The past few months alone have given us three movies riffing on the Cinderella theme, stories about girls striving to channel their inner princess: Martha Coolidge's "The Prince and Me," starring Julia Stiles as a no-nonsense American college student who falls for the European prince who's attending her school incognito; Mark Rosman's "A Cinderella Story," in which Hilary Duff plays a modern-day San Fernando cinder girl who hopes to go to college but who may be sentenced to working full time in her stepmother's diner; and Garry Marshall's "The Princess Diaries 2: Royal Engagement," in which Anne Hathaway, guided by her queenly granny (Julie Andrews), needs to find a royal mate in order to ascend the throne of the country she was born to rule.

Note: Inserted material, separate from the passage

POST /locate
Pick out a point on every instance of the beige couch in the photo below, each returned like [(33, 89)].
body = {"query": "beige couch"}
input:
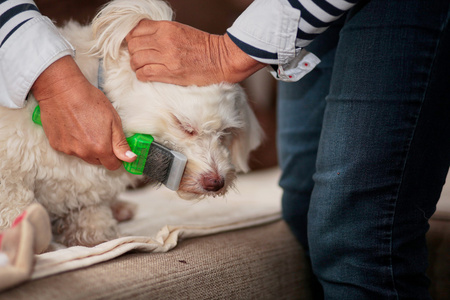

The problem with these movies isn't the recycled theme itself: The story of Cinderella is one with sturdy corset bones, and as plenty of cultural critics and mythology scholars have noted, it embraces a range of human hopes, desires and fears that go beyond romantic notions of finding a nice boy to settle down with. Stripped to its barest framework, the Cinderella template speaks to our basic urge to survive and to our desire for security: One of the story's earliest versions comes from China and involves a mistreated orphan whose only friend is a magic fish that helps her obtain essentials like food and clothing.

Obviously, the princess fantasy as Hollywood has recently packaged it is largely designed to appeal to young girls -- not in itself a bad thing. What girl of any age doesn't occasionally like to fantasize about being put on a pedestal -- or, at the very least, to be appreciated for whatever virtues (beauty, kindness, intelligence) she might possess? The big problem with the current spate of Cinderella movies -- particularly "A Cinderella Story" and "The Princess Diaries 2" -- is not that they encourage unrealistically high romantic expectations in girls, but that they're barely romantic at all. Instead, even beneath their frothy, seemingly fun surfaces, there's something numbingly instructive about them.

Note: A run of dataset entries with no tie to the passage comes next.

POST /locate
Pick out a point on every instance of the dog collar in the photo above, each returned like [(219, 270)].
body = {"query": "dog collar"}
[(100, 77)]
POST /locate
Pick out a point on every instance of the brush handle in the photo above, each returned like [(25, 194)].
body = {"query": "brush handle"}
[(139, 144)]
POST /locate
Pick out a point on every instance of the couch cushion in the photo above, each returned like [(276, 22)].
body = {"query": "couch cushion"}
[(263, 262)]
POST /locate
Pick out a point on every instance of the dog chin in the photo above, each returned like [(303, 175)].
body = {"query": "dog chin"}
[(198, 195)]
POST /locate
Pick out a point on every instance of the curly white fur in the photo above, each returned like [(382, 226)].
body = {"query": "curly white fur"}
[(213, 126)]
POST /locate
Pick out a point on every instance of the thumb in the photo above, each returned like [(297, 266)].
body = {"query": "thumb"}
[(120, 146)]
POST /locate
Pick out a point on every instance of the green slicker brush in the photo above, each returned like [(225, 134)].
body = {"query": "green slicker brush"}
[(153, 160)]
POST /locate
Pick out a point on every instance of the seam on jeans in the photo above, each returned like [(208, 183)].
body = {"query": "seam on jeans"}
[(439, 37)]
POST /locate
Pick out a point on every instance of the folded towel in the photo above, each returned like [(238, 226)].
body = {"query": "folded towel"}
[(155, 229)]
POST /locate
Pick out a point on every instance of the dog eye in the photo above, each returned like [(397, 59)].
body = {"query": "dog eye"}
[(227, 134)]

It's easy to see where the impulse toward this kind of mainstream instructional entertainment comes from: We want our daughters, the girls and young women of today, to know that they can do anything they want in life and that they don't need a man to take care of them. How could we not want economic autonomy and emotional security for them, particularly in a world where women still earn less than men do for comparable work? In short, we only want the best for our girls and young women -- so why not give them entertainment that also builds that essential and universally unassailable commodity known as self-esteem?

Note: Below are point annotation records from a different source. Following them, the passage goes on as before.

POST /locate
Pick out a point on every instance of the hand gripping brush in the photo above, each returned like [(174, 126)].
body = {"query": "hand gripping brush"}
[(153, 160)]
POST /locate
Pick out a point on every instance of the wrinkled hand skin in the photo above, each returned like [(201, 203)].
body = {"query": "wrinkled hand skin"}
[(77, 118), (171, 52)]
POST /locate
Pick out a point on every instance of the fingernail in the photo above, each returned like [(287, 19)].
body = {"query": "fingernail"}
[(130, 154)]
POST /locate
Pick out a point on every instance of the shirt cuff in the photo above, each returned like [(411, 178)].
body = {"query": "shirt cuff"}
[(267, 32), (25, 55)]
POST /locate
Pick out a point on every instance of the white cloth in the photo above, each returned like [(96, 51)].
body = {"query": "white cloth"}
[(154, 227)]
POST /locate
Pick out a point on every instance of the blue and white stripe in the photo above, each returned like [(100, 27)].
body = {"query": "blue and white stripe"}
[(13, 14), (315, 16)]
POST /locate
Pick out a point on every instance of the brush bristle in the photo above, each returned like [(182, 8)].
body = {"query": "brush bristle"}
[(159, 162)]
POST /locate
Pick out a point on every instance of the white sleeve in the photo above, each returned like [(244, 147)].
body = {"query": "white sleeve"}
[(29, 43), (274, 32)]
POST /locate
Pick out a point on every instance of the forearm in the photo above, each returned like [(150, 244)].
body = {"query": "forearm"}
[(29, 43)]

The problem with these new movies is that they seem to exist only to sell a line of goods -- good-for-you goods, maybe, but goods nonetheless. And in some cases, even in the midst of asserting that a young woman can do whatever she wants, they still buy into the notion that a real lady (as opposed to, say, your garden-variety woman) should look and act a certain way. In "The Princess Diaries 2" (the sequel to the hugely successful "Princess Diaries," in which an awkward California teenager learns that she's next in line to rule a small, fictional European country named Genovia), Hathaway's character has graduated from college and is now ready to return to the homeland from which her bloodline stems. The bigwigs in Genovia's parliament (and they do wear those ridiculous curly wigs) have told her that she's not allowed to rule the country unless she has a husband. Andrews, as the long-widowed current queen, argues against this old-fangled law, but there's no budging the bigwigs. And so, dutiful to her country above all else, Hathaway agrees to an arranged marriage.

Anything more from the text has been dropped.